Pour comprendre la tension entre les différents scénarios de formation des magnétars, il faut rappeler qu’une étoile à neutrons constitue un résidu résultant de l’effondrement du cœur de fer d’une étoile de plus de neuf masses solaires, tandis que ses couches plus externes sont expulsées dans le milieu interstellaire lors d’une gigantesque explosion appelée supernova gravitationnelle. Certaines théories supposent donc que le champ magnétique des étoiles à neutrons est entièrement déterminé par la magnétisation du cœur de fer du progéniteur. Toutefois, de tels champs magnétiques fossiles devraient ralentir la rotation des cœurs stellaires. Il est alors difficile d’expliquer par ce scénario les énergies très élevées des explosions d'hypernovas et des sursauts gamma longs, dont la source est probablement constituée d’une étoile à neutrons (ou un trou noir) en rotation rapide. Par conséquent, un mécanisme alternatif semble plus favorable, dans lequel les champs magnétiques extrêmes pourraient être engendrés au moment même de la formation de l'étoile à neutrons.
En effet, au cours des premières secondes qui suivent l’effondrement du cœur, l’étoile à neutrons nouvellement formée se refroidit par l’émission intense de neutrinos. Ce refroidissement engendre des mouvements convectifs internes qui pourraient conduire à l’amplification exponentielle d’un champ magnétique. Connu sous le nom d’effet dynamo, ce mécanisme d’instabilité est par exemple à l’œuvre dans le noyau de fer liquide de la Terre ou dans l’enveloppe convective du Soleil. Pour tester cette seconde hypothèse, les chercheurs ont simulé pour la première fois la convection au sein d’une jeune étoile à neutrons en adaptant des méthodes numériques développées pour comprendre le champ magnétique terrestre.

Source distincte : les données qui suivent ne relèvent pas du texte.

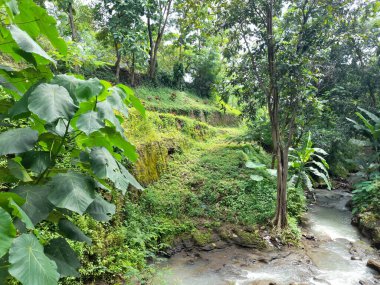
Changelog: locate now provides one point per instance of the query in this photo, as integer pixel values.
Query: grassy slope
(206, 185)
(168, 100)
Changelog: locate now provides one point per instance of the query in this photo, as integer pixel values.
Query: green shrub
(366, 196)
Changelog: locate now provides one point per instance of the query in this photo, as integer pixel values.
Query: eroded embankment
(332, 252)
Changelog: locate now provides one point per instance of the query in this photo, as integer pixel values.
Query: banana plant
(308, 164)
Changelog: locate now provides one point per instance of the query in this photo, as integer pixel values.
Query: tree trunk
(133, 70)
(153, 51)
(71, 21)
(280, 219)
(117, 63)
(281, 151)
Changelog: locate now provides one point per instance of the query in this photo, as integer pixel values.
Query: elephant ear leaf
(26, 43)
(36, 206)
(71, 231)
(7, 232)
(72, 191)
(29, 264)
(89, 122)
(101, 210)
(17, 141)
(51, 102)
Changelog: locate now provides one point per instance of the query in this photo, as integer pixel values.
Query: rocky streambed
(332, 252)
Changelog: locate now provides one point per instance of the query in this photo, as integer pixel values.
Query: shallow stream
(333, 253)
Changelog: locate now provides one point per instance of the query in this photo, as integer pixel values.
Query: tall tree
(157, 13)
(283, 44)
(121, 21)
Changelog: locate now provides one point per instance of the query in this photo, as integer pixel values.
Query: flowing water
(334, 253)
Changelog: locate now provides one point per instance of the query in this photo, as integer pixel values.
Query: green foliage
(366, 197)
(296, 202)
(260, 129)
(205, 72)
(308, 164)
(58, 108)
(369, 128)
(178, 74)
(29, 264)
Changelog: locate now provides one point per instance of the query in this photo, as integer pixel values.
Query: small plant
(366, 197)
(173, 96)
(370, 129)
(308, 163)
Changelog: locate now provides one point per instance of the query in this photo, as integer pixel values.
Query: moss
(250, 238)
(202, 237)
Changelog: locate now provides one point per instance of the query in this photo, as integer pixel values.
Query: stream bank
(332, 252)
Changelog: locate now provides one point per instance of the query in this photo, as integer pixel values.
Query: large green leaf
(101, 210)
(17, 140)
(18, 171)
(7, 232)
(19, 213)
(59, 127)
(63, 255)
(51, 102)
(89, 122)
(36, 206)
(105, 166)
(29, 264)
(26, 43)
(4, 265)
(20, 107)
(69, 82)
(36, 161)
(256, 177)
(72, 191)
(6, 196)
(88, 89)
(71, 231)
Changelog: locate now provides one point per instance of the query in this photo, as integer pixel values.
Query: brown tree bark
(70, 13)
(281, 150)
(154, 45)
(133, 70)
(117, 63)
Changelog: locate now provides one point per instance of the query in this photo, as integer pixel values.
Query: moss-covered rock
(203, 237)
(369, 225)
(243, 236)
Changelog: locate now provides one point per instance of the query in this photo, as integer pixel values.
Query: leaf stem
(54, 157)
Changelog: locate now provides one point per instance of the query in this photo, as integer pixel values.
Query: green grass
(184, 102)
(211, 182)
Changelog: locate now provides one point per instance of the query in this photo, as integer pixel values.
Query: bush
(205, 72)
(367, 196)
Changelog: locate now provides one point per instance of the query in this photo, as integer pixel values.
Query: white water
(327, 261)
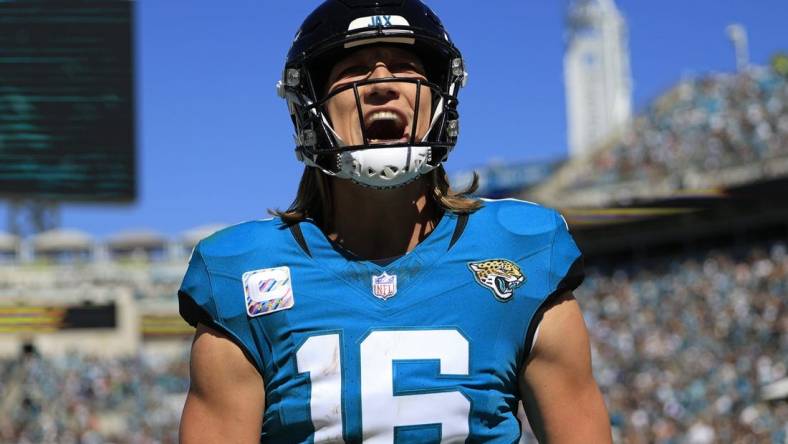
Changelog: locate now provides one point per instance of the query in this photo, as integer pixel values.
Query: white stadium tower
(597, 73)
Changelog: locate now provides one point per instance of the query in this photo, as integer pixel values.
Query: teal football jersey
(424, 349)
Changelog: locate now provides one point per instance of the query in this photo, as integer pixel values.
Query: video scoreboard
(67, 100)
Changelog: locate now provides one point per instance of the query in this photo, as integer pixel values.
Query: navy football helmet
(338, 27)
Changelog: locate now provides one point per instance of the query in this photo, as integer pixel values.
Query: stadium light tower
(596, 73)
(738, 35)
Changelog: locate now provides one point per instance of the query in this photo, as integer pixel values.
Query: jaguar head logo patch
(499, 276)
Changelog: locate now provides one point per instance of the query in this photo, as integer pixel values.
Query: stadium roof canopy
(62, 240)
(131, 240)
(8, 242)
(191, 237)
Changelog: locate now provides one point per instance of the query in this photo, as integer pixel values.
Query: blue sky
(214, 140)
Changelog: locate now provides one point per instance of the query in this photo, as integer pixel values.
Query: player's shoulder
(518, 217)
(242, 238)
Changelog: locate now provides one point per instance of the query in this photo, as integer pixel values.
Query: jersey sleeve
(198, 304)
(566, 261)
(195, 297)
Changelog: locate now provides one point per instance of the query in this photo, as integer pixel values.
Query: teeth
(383, 115)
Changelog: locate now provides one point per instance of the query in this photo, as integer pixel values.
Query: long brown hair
(313, 199)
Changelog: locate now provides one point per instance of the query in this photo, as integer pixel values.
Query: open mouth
(386, 127)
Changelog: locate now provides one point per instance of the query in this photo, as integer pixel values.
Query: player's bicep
(226, 397)
(557, 384)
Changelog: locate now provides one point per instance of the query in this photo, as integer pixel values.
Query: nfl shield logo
(384, 286)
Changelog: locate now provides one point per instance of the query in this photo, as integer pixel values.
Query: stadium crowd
(681, 348)
(703, 124)
(85, 400)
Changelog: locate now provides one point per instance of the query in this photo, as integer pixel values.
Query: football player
(383, 306)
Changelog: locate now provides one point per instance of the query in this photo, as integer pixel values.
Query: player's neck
(378, 224)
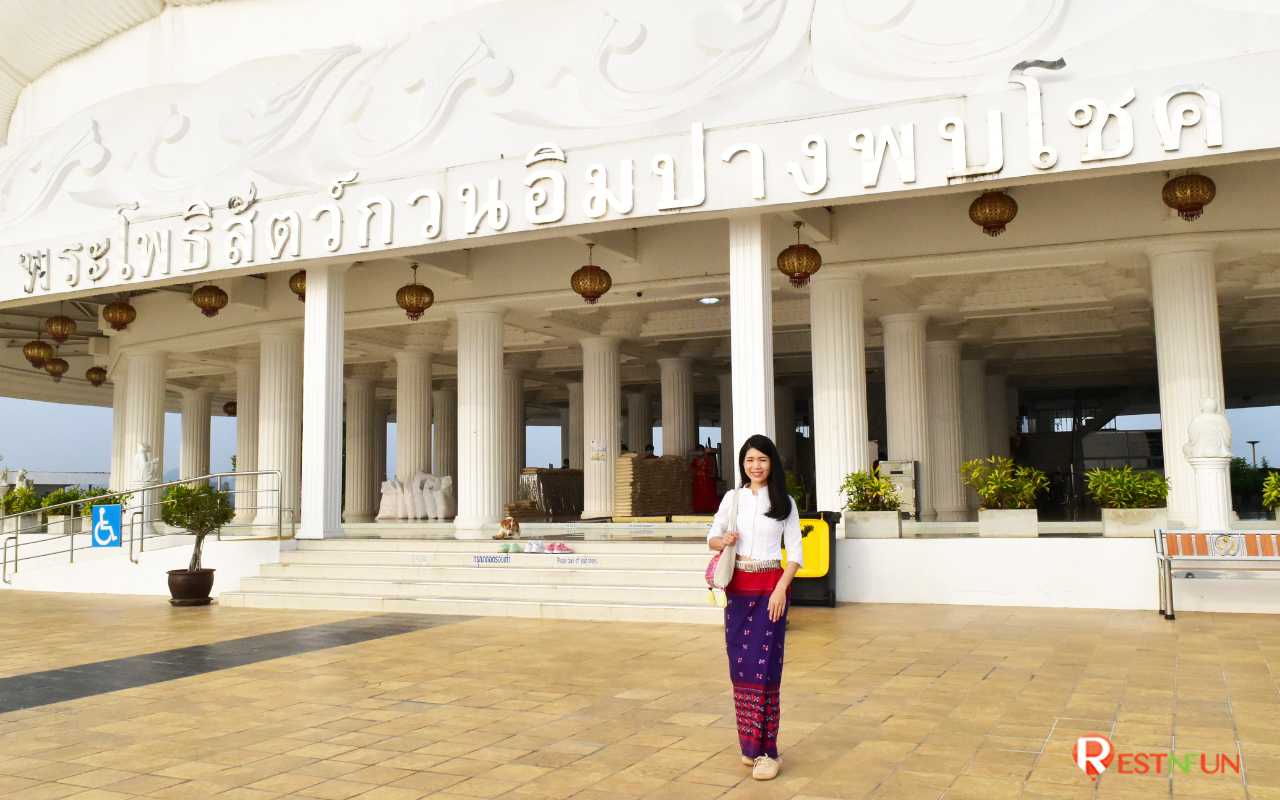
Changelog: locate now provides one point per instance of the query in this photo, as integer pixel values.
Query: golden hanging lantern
(60, 328)
(209, 298)
(799, 261)
(414, 297)
(37, 352)
(1188, 195)
(56, 368)
(119, 314)
(992, 211)
(590, 282)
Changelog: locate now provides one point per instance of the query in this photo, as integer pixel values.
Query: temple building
(475, 216)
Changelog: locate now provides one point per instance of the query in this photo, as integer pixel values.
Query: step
(698, 615)
(539, 593)
(489, 558)
(492, 575)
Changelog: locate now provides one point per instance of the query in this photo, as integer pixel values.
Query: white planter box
(1008, 522)
(63, 524)
(1133, 522)
(873, 525)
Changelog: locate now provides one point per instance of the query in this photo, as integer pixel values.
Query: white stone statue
(1210, 434)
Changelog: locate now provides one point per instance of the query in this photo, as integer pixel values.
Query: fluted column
(602, 401)
(785, 424)
(1188, 357)
(840, 424)
(513, 432)
(905, 398)
(193, 456)
(360, 488)
(576, 447)
(1000, 416)
(480, 421)
(973, 411)
(639, 425)
(946, 439)
(119, 457)
(279, 426)
(324, 330)
(144, 425)
(728, 456)
(412, 412)
(246, 438)
(444, 438)
(750, 272)
(677, 406)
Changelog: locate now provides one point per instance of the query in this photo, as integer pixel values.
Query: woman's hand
(777, 604)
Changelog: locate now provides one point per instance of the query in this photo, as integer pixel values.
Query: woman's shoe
(766, 768)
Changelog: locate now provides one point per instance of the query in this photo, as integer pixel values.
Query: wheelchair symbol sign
(106, 525)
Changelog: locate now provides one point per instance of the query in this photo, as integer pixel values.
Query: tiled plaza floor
(877, 702)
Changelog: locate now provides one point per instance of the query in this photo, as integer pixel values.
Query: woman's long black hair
(780, 502)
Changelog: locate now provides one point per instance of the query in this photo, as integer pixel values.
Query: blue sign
(106, 525)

Les calculs réalisés sur le supercalculateur Occigen du Centre Informatique National de l’Enseignement Supérieur (CINES) ont mis en évidence l’amplification du champ magnétique jusqu’à des valeurs atteignant 1016 G pour des astres en rotation rapide (cf. Fig. 1).
Figure 1 - Représentation 3D des lignes de champ magnétique dans la zone convective à l’intérieur de l’étoile à neutrons. Les mouvements convectifs sont représentés par les surfaces bleues (correspondant à des mouvements vers l’intérieur) et rouge (vers l’extérieur). À gauche : Le nouveau type de dynamo qui apparaît pour des rotations rapides (périodes de quelques millisecondes) et dont le champ magnétique dipolaire atteint 1015 G. À droite : Pour des rotations plus lentes, le champ magnétique a une intensité jusqu’à dix fois plus faible.

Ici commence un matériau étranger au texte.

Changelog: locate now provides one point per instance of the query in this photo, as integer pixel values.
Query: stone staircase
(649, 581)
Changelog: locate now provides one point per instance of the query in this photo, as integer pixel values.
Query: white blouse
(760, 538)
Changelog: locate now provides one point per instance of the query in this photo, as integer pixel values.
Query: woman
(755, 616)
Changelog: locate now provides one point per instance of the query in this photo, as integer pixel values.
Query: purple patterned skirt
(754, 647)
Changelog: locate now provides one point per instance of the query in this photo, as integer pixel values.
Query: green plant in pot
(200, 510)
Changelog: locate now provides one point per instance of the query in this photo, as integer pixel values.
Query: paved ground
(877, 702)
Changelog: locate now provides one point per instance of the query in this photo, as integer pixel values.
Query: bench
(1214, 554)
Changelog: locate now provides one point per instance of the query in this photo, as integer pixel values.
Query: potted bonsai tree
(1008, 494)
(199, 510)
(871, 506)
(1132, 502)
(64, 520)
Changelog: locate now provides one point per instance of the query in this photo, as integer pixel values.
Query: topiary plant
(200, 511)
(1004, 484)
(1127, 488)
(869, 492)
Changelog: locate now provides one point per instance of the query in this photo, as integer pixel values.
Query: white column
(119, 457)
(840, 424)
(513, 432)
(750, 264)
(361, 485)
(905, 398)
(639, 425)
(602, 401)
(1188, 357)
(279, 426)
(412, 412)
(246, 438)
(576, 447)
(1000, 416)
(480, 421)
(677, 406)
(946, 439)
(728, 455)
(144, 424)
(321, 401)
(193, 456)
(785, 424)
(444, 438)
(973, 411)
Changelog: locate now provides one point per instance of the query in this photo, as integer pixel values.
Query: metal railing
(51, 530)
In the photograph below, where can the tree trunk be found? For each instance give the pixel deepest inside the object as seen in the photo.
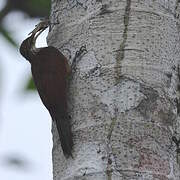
(123, 97)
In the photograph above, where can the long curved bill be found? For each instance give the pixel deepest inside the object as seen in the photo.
(41, 26)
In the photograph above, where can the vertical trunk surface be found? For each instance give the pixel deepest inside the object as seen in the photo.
(124, 93)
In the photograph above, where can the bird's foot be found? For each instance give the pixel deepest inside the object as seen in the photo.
(78, 56)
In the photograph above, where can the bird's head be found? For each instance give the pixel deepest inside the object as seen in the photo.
(27, 48)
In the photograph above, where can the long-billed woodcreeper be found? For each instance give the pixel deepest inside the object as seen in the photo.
(50, 70)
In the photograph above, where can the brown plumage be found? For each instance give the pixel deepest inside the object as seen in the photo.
(50, 71)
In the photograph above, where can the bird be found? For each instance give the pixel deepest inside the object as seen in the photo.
(50, 71)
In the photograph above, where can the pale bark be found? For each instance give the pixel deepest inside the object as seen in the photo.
(123, 95)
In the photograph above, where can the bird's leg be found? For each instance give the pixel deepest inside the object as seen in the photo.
(77, 56)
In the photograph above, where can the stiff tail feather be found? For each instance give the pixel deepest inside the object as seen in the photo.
(65, 134)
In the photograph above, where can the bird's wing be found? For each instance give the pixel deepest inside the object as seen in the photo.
(50, 77)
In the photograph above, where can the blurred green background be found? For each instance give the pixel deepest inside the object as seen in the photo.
(33, 9)
(23, 15)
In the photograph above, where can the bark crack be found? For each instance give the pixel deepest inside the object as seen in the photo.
(120, 55)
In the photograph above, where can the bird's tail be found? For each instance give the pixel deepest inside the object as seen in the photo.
(64, 130)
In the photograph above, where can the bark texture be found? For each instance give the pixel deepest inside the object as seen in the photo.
(123, 97)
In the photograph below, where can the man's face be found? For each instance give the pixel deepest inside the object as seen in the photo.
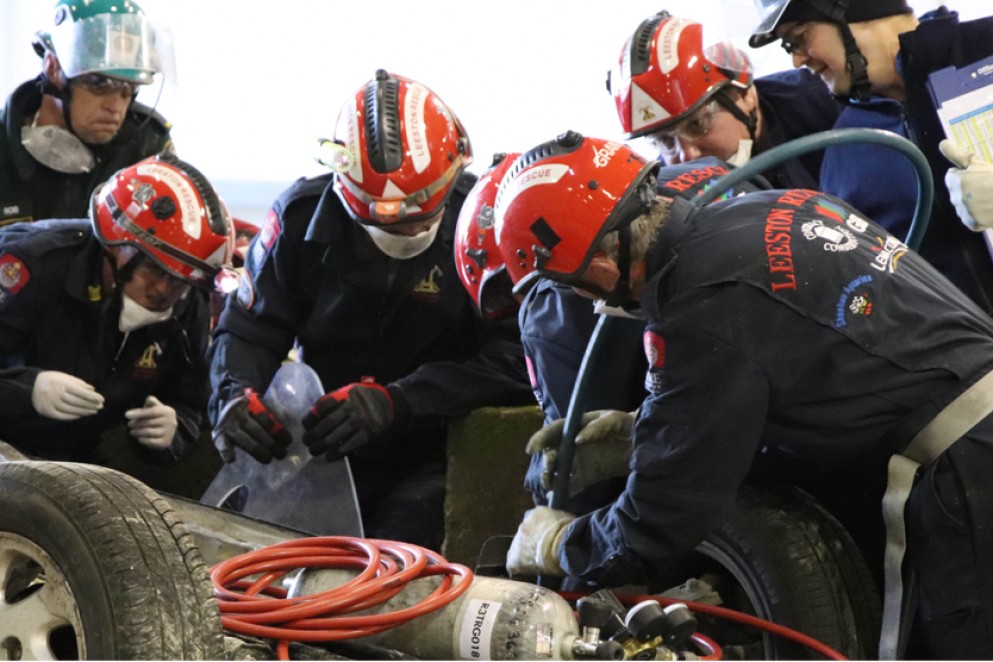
(710, 131)
(98, 107)
(153, 288)
(416, 228)
(817, 46)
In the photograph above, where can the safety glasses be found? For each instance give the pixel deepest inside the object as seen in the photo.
(795, 40)
(694, 127)
(103, 85)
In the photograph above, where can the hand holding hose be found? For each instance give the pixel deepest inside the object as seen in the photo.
(970, 186)
(603, 448)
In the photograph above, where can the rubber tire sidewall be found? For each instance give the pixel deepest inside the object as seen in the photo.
(807, 572)
(45, 502)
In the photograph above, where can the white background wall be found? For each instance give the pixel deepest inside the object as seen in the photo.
(258, 82)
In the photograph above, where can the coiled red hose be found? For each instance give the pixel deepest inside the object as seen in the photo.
(252, 604)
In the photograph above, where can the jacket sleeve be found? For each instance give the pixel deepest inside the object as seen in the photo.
(495, 376)
(694, 443)
(186, 386)
(257, 327)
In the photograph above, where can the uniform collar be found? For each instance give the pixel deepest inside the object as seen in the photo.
(21, 104)
(663, 255)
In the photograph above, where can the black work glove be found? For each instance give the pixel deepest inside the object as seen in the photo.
(246, 423)
(347, 418)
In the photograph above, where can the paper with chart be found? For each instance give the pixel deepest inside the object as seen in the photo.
(963, 98)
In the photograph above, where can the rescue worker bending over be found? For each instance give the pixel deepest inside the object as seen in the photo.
(104, 322)
(67, 131)
(781, 318)
(357, 269)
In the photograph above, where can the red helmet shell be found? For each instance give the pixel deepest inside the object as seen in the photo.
(477, 257)
(560, 198)
(665, 74)
(167, 210)
(406, 148)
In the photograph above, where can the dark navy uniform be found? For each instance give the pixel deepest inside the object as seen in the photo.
(30, 191)
(786, 319)
(53, 317)
(877, 180)
(556, 325)
(314, 277)
(794, 103)
(887, 186)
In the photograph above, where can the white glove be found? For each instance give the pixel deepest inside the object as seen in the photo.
(970, 186)
(603, 448)
(63, 397)
(153, 425)
(535, 548)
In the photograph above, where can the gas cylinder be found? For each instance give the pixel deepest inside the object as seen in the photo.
(495, 619)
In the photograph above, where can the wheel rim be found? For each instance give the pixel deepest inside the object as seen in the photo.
(39, 617)
(755, 602)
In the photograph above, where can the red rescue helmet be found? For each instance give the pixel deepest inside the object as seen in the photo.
(665, 73)
(477, 257)
(558, 200)
(168, 210)
(406, 151)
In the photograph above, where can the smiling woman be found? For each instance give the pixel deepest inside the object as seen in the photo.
(255, 89)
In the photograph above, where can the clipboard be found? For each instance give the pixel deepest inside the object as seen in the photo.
(963, 97)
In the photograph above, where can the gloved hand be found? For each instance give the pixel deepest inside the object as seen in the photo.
(64, 397)
(603, 448)
(153, 425)
(970, 186)
(535, 548)
(347, 418)
(246, 423)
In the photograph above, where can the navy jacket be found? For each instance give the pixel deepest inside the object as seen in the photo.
(53, 318)
(781, 319)
(556, 325)
(880, 182)
(795, 103)
(313, 277)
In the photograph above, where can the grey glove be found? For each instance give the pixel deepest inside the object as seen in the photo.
(603, 448)
(536, 545)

En plus d’apporter une explication au champ magnétique de la trentaine de magnétars détectés dans notre Galaxie, ces résultats apportent une brique supplémentaire pour comprendre les explosions stellaires les plus extrêmes observées dans l’Univers. Par exemple, les supernovas superlumineuses émettent cent fois plus de lumière qu’une supernova usuelle, tandis qu’une autre famille, appelée hypernova, se distingue par son énergie cinétique dix fois plus élevée et son association avec l’émission d’un flash de rayons gamma d’une durée de quelques dizaines de secondes. Ces explosions demandent d’imaginer des processus non standards mettant en jeu une énergie phénoménale. Le scénario du « magnétar milliseconde » est aujourd’hui l’un des plus prometteurs. En utilisant un champ magnétique dipolaire comme une courroie de transmission, ce scénario considère que l’énergie rotationnelle d’une étoile à neutrons peut être transmise à l’explosion et accroître ainsi sa puissance. Les résultats publiés démontrent que les valeurs de champ magnétique nécessaires (1015 G) sont précisément atteintes par une dynamo convective pour des périodes de rotations de l’ordre de la milliseconde (cf. Fig. 2).
Figure 2 - Intensité de la composante dipolaire du champ magnétique dans une série de simulations avec différentes périodes de rotation de l’étoile à neutrons. Les traits pointillés verticaux correspondent à la période de rotation maximale en deçà de laquelle l’étoile se disloquerait sous l’effet de la force centrifuge. Les points de couleur rouge sont sur une branche de dynamo forte apparaissant pour les rotations les plus rapides, alors que les points bleus correspondent à des rotations plus lentes. Pour des rotations rapides, les propriétés du champ magnétiques sont compatibles avec les propriétés des magnétars observés dans la Galaxie et les conditions requises pour qu’un magnétar puisse alimenter les explosions les plus extrêmes.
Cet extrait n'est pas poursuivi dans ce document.